Our second intuition was to look, therefore, at external systems. We quickly checked for ongoing incidents on Heroku, AWS, and GitHub, the main systems we rely on to operate, but none of them had open incidents at this time.

Our logging system reported a few SQL connection errors, which sent us to a wrong lead for a few minutes. We saw a spike in connection errors between our container and database system and decided to open a ticket on Heroku to check for any ongoing incidents. We had a few experiences where Heroku would backfill their incident system hours after an incident would happen, making us suspicious that we'd have been deployed on a Heroku system unable to reach the database. We tested the connection manually and realized this was not the root cause of our incident.

At this point, we started to be clueless about why the application would be stuck on startup, and we had to enable more logging to dig further. After digging into the boot code of Mergify, one of the newly enabled log lines indicated that Mergify was stuck in a loop talking to GitHub API.

The Change

A few months ago, we changed the Mergify engine startup process to simplify its deployment. Mergify relies on a GitHub App to operate. To make those apps work seamlessly, GitHub creates a special bot user for those — in our case, mergify[bot] on github.com. Rather than hardcoding those data, in the boot process, our engine does various introspection and sanity checks to retrieve information about itself using the GitHub API. As this information is not supposed to change often, we cache it for several hours to avoid retrieving it on every deployment.

The Impact

Unfortunately, the cache had expired that morning, and our GitHub app had to re-request its information to the GitHub API. It does this by requesting https://api.github.com/users/mergify[bot] which returned a 403 Forbidden that day.

The system did not expect this, as this call is allowed according to the documentation and API specification. Suddenly, Mergify was not able to inspect its GitHub App on GitHub itself. The application would retry without complaining about the impossible issue that had just arrived. We started to wonder if GitHub did something wrong with our GitHub Apps credential. We spent time testing more calls manually, but they seemed to work correctly.

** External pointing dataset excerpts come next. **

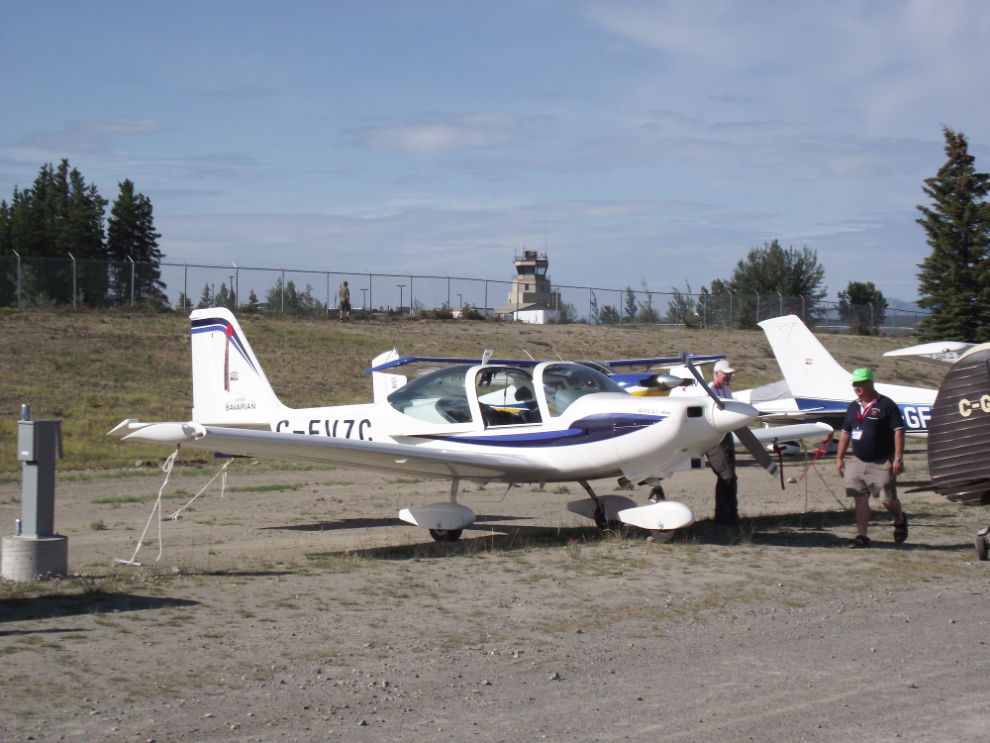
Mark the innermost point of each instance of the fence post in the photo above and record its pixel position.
(132, 279)
(73, 281)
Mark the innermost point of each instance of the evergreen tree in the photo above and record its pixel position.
(131, 236)
(772, 270)
(206, 299)
(863, 306)
(955, 277)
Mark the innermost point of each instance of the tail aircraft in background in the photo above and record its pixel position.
(820, 388)
(478, 420)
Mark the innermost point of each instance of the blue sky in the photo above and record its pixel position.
(637, 140)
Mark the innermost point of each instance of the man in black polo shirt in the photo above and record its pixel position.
(876, 428)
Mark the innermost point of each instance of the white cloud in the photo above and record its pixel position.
(465, 132)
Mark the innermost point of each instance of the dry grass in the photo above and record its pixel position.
(93, 369)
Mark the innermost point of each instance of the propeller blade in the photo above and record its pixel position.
(701, 381)
(754, 447)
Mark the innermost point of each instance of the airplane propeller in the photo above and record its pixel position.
(761, 455)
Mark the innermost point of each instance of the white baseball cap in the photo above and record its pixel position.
(724, 366)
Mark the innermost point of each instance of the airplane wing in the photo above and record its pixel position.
(789, 433)
(351, 453)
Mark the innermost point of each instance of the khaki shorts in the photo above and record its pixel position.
(870, 478)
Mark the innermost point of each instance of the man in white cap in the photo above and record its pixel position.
(722, 456)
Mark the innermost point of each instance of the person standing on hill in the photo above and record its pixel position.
(722, 456)
(875, 427)
(344, 296)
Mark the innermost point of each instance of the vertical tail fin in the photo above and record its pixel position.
(385, 383)
(809, 369)
(229, 386)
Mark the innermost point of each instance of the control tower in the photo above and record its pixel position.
(531, 298)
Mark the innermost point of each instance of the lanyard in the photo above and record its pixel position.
(866, 411)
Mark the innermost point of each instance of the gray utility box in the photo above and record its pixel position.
(39, 444)
(37, 552)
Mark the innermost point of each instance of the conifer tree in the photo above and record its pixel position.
(955, 277)
(131, 236)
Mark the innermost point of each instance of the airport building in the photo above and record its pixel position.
(531, 299)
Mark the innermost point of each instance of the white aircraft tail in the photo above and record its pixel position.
(809, 369)
(385, 383)
(229, 386)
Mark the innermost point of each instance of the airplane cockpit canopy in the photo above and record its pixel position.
(565, 383)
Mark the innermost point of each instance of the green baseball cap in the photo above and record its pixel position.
(862, 375)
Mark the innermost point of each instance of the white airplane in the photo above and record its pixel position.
(482, 422)
(820, 388)
(947, 351)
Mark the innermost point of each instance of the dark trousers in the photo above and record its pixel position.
(722, 459)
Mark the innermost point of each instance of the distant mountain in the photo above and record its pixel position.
(900, 304)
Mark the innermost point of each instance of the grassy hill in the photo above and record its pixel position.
(93, 369)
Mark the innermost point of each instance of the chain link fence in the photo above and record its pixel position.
(32, 282)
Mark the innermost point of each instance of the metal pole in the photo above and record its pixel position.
(132, 279)
(73, 281)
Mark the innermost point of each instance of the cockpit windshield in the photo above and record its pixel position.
(437, 397)
(565, 383)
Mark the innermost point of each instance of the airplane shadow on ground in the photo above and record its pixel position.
(55, 606)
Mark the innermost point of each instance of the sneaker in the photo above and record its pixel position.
(900, 530)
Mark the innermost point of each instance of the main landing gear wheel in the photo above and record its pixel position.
(446, 535)
(600, 521)
(982, 550)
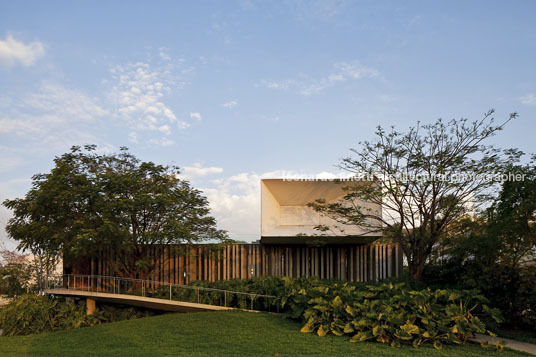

We soon noticed that an anonymous call to this API endpoint — which was a few hours sooner — suddenly started to result in a 404 Not Found.

We quickly discovered that we were not the only ones impacted by this change in permissions — a discussion was opened by other users.

We reached GitHub support. An hour later, they privately acknowledged the incident and apologized. As they consider it a simple bug, they do not want to share any more information publicly. Don't expect a post-mortem.

The Fix

On Mergify's side, the fix was easy to implement once we found the root cause. At 11:35 CEST, we changed the code to use a hardcoded version of the needed metadata, deployed it, and restarted the service.

Our long-term fix is to store those metadata for longer in order to avoid querying GitHub entirely for this once the service is deployed. We're working on it.

Unfortunately, this is not the first time we've been affected by a sudden change in GitHub's API behavior. These events regularly happen and impact our system in various ways, from minor inconveniences to major outages. Unfortunately, we have little control over those changes, and while GitHub is making its best effort to avoid those disruptions and version their API, those kinds of issues still tend to happen regularly.

Be sure that we're making sure to make our service as reliable as possible while being dependent on GitHub. This means relying on their system as little as possible when achievable and having a team that can respond quickly to any incident.